5. Che fare? Spunti per un capitolo da aprire

Il “che fare” non è oggetto specifico del mio intervento, ma vi dedico, egualmente, alcuni flash necessari, se non altro, per evitare il senso di frustrazione conseguente all’analisi sin qui svolta. Sono flash che riguardano la politica, i magistrati e i movimenti.

La politica (quella progressista, intendo, o quella che si autodefinisce tale) ha un’occasione storica per ripensarsi e per uscire dalle ambiguità e dal piccolo cabotaggio che la caratterizzano da decenni. L’evolversi della situazione nel nuovo millennio non lascia spazio a dubbi: cavalcare la paura e puntare sulla repressione e su politiche d’ordine come strumenti ordinari di governo della società è semplicemente suicida. Anzitutto perché, lungi dal risolvere, alimenta ulteriormente la crisi politica e sociale contribuendo a intensificare la deriva autoritaria in atto. E, poi, perché è una scelta che non paga neppure in termini di consenso ché assecondare la paura, invece di governarla, produce, inevitabilmente, la vittoria dell’originale (cioè la destra) e non delle sue goffe imitazioni. La provocazione della realtà indica una strada priva di alternative: il recupero e il potenziamento del welfare, un grande investimento su scuola e formazione, un governo inclusivo delle migrazioni, la valorizzazione (in termini culturali ed economici) della società multietnica, una politica e un diritto miti sul piano interno come su quello internazionale, il perseguimento della partecipazione e la valorizzazione dei corpi intermedi e del pluralismo istituzionale…

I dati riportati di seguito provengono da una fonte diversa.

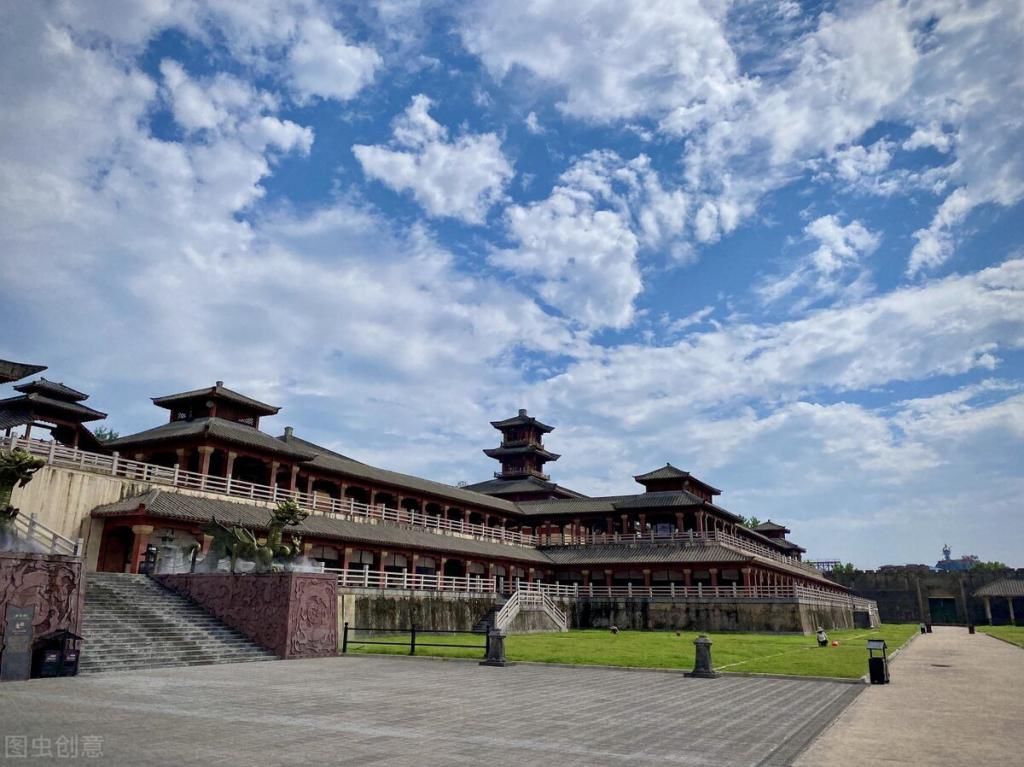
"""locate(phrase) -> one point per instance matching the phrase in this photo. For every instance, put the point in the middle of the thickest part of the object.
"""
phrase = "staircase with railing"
(42, 539)
(530, 600)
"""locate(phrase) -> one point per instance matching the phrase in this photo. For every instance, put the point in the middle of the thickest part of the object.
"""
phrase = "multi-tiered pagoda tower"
(522, 457)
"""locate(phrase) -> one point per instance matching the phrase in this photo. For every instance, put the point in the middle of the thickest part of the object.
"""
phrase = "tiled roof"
(1008, 587)
(52, 388)
(178, 506)
(217, 428)
(522, 420)
(658, 500)
(519, 484)
(666, 472)
(34, 401)
(10, 371)
(643, 553)
(608, 504)
(218, 391)
(330, 461)
(521, 450)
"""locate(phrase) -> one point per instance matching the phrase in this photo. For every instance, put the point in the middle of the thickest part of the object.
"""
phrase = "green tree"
(846, 568)
(16, 468)
(104, 433)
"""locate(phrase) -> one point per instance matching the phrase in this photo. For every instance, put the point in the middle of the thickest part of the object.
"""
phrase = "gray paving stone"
(373, 711)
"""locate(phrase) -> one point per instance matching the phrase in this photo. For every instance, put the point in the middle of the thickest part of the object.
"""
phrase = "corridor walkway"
(954, 699)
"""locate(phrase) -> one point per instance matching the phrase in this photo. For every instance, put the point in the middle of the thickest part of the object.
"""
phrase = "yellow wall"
(61, 499)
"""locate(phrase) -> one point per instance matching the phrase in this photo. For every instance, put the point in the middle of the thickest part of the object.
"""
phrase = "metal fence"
(415, 638)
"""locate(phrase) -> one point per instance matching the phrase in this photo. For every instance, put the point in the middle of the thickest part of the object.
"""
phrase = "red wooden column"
(140, 540)
(205, 451)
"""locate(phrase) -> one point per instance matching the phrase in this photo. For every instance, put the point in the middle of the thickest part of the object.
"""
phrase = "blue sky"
(776, 244)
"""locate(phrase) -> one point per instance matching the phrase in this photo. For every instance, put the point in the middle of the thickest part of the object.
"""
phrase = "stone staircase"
(131, 622)
(486, 623)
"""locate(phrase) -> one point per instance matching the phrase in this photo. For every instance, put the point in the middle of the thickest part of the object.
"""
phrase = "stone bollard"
(496, 649)
(701, 664)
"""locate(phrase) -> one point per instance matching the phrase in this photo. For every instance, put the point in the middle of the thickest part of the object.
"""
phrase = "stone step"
(168, 665)
(132, 622)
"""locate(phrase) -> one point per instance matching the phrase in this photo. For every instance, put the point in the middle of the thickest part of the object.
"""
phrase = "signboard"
(15, 657)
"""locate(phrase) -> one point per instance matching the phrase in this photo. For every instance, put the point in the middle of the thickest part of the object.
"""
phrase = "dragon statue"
(16, 470)
(236, 542)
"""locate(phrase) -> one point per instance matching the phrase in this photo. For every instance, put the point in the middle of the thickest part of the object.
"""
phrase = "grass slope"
(763, 653)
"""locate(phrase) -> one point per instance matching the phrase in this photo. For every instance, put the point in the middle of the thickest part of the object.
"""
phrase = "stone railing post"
(702, 668)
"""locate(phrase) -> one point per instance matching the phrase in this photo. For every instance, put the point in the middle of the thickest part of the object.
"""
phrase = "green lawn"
(764, 653)
(1013, 634)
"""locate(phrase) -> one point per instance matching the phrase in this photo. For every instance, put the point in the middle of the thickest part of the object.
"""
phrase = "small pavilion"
(214, 431)
(1009, 589)
(54, 408)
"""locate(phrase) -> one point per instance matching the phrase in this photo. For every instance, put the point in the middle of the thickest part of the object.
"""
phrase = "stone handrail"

Anche i magistrati non possono esimersi da un ripensamento profondo. La svolta autoritaria in corso è stata prodotta, o quantomeno favorita, come si è visto, anche da prassi e orientamenti di giudici e, ancor più, di pubblici ministeri appiattiti sulle richieste e pulsioni securitarie della politica (e anche della società). Sono prassi e orientamenti da cui non sono andati esenti neppure settori “progressisti” della corporazione. Eppure il proprium della giurisdizione sta nel presidio dei diritti di tutti e nel rigoroso rispetto delle regole, anche quando, in nome della sicurezza, le sono richieste scorciatoie e deroghe. Questa vocazione è stata inverata dalla magistratura in settori come le migrazioni e la bioetica. Assai meno è accaduto nel settore penale con riferimento alle variegate forme di dissenso e protesa. È, dunque, tempo di una riflessione autocritica che abbia come stella polare il garantismo e non la tutela acritica dello status quo (come impone, del resto, l’articolo 101 della Costituzione, che vuole i giudici «soggetti soltanto alla legge»). Un posizionamento come quello prospettato provocherà polemiche e ritorsioni da parte dell’establishment ma è l’unico ancoraggio di un’indipendenza intesa come condizione per una reale imparzialità e non come privilegio di casta.

Restano i movimenti che – come mi ha ricordato un giovane in un dibattito in Val Susa – sono sempre stati capaci, nella storia, di trovare le strade per esprimersi e di adottare contromisure a fronte della repressione. Quella è la strada: resistere alla repressione ma anche esercitare la fantasia, rinnovare i propri metodi di lotta, percorrere strade fino ad oggi inesplorate, produrre nuove alleanze, parlare in modo comprensibile all’opinione pubblica e via seguitando. In parte già accade ed è l’alternativa a un’autoreferenzialità e una chiusura prive di sbocchi. 


 
[1] Merita aggiungere che, parallelamente, anche la valenza democratica dei sistemi elettorali di molti paesi occidentali va scemando. Da un lato per il prevalere di sistemi maggioritari, che riducono massicciamente la rappresentanza, e per la caduta verticale del numero dei votanti (spesso inferiore alla metà degli aventi diritto). Dall’altro perché – come dimostrano numerose indagini negli Stati Uniti e in Europa – il protagonista delle elezioni è sempre meno il popolo e sempre più il denaro, al punto che, da alcuni decenni, si sta affermando la regola – smentita da pochissime eccezioni – che a vincere le elezioni sono i candidati che hanno a disposizione il budget maggiore (cfr. sul punto, già più di dieci anni fa, M. Revelli, Finale di partito, Einaudi, 2013, pp. 84 ss.).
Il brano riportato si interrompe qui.